Here’s something I wasn’t aware of. I recently wrote a post about my general frustration with service on American lately, and the degree to which some bad apples are lazy. I’m told that my post was shared in a private American Airlines flight attendant group, and not surprisingly, it was controversial. I only know this because I had several flight attendants reach out to me, and they had very different perspectives based on whether they were ex-American or ex-US Airways (meaning depending on which airline they worked for prior to the merger).
The emails I received from flight attendants on both “sides” had consistent messages:
- Ex-US Airways flight attendants basically said that ex-American flight attendants are just lazy, and that’s the problem
- Ex-American flight attendants explained why they’re incredibly unhappy in spite of getting unsolicited pay raises
The way American’s management is acting at the moment sure is interesting. They’ve given flight attendants proactive pay raises, they’ve given employees $1,000 tax plan bonuses (though many companies have done that), and it seems like their biggest fear is giving flight attendants even a smidgen more work, based on the memos they write.
Apparently there’s a reason that many American flight attendants don’t like Doug Parker, which I wasn’t aware of. Before I share this, I want to be 100% clear on a few things:
- I have no clue whether there’s actually any validity to this claim from flight attendants
- I didn’t survey thousands of flight attendants, so I can’t say that this is actually a widespread point of contention, though several American flight attendants emailed me and brought this up
- I’m sharing this simply because this is a situation I wasn’t previously aware of (and I think I generally have an okay understanding of American’s current labor relations situation), and it’s an interesting theory
With that out of the way, let me share an email I received from an American flight attendant who came across my story:
Was reading your article “The Sad State Of Service On American Airlines” and thought I would give you a little backdrop as to why money isn’t motivating the flight attendants as you’ve asserted it should.
Long story short, the flight attendants voted NO to the contract they’re now forced to work under. While this may not seem too important to someone on the outside, it’s very important to a unionized workgroup. What it does is allow a minority group to control a majority group. It’s ununionlike. And this isn’t the first time it’s happened. It happened in 2003 as well, during the airline’s restructuring.
To simplify, the president of the flight attendant’s union, APFA, negotiated a secret agreement (Bridge Agreement) with Doug Parker when he was CEO of US Airways. It was done over dinner during a meeting hosted by her cousin, Tom Weir, who just happened to be the treasurer of US Airways (now American Airlines Group). Why this matters — nepotism aside — is because Ms. Glading was negotiating with a non-employer who was having undisclosed merger talks with said employer. Laura Glading should have been negotiating with Tom Horton, the one who signed our checks, not Doug Parker, a guy who was trying to represent shareholders at an airline that we didn’t work at.
Since the collusion and nepotism was discovered, 2900 flight attendants asked the DOJ to investigate the actions that defrauded American’s flight attendants out of their pension contributions, retiree health benefits, profit sharing and work rules. To date, the DOJ has not dismissed the complaint.

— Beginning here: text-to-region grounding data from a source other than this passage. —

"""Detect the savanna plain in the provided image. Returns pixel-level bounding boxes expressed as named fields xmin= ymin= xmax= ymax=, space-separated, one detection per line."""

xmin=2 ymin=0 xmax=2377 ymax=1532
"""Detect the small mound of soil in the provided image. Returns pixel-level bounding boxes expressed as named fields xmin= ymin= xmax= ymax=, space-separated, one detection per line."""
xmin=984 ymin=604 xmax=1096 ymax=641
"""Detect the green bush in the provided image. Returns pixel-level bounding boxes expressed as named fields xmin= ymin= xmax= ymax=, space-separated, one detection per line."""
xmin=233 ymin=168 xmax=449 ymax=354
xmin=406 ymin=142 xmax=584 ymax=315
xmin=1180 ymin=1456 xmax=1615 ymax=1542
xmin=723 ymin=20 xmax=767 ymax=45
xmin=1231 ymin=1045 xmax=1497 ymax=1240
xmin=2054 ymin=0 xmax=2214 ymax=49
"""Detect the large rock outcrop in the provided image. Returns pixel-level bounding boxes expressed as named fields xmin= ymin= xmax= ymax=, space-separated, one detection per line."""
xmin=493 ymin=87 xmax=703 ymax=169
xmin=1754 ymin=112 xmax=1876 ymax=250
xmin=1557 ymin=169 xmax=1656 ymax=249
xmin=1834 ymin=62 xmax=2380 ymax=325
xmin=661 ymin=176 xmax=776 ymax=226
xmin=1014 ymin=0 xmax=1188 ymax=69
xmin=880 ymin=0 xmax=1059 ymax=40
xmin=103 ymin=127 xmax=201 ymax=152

But that didn’t stop Doug Parker from offering Laura Glading a consultancy with the airline upon her resignation from her position as union president over the scandal. To add insult to injury, Mr. Parker, allowed Ms. Glading to leave the company with a multi-million dollar retirement travel pass, one afforded a very small layer of American’s top echelon: unlimited lifetime positive-space first-class travel for herself, spouse and dependent children. Yes, it’s a pass so valuable that the airline stopped selling the AAirpass even though it was a coach seat and not first class.
These two links tell the story in detail. I think you’ll find the story of interest as most passengers and/or investors are unaware.
Very interesting. Like I said, I’m sharing this because this is something I wasn’t previously aware of. I can’t vouch for the veracity of the claims, but it seems that at least some number of American flight attendants feel this way. Nowadays American has a lot of new hire flight attendants, so obviously they wouldn’t be impacted by the old politics involved here. I do wonder if this is a widely held belief by American’s more senior flight attendants, though.
Were you aware of the source of the “beef” that some American flight attendants seem to have with Doug Parker? What do you make of this?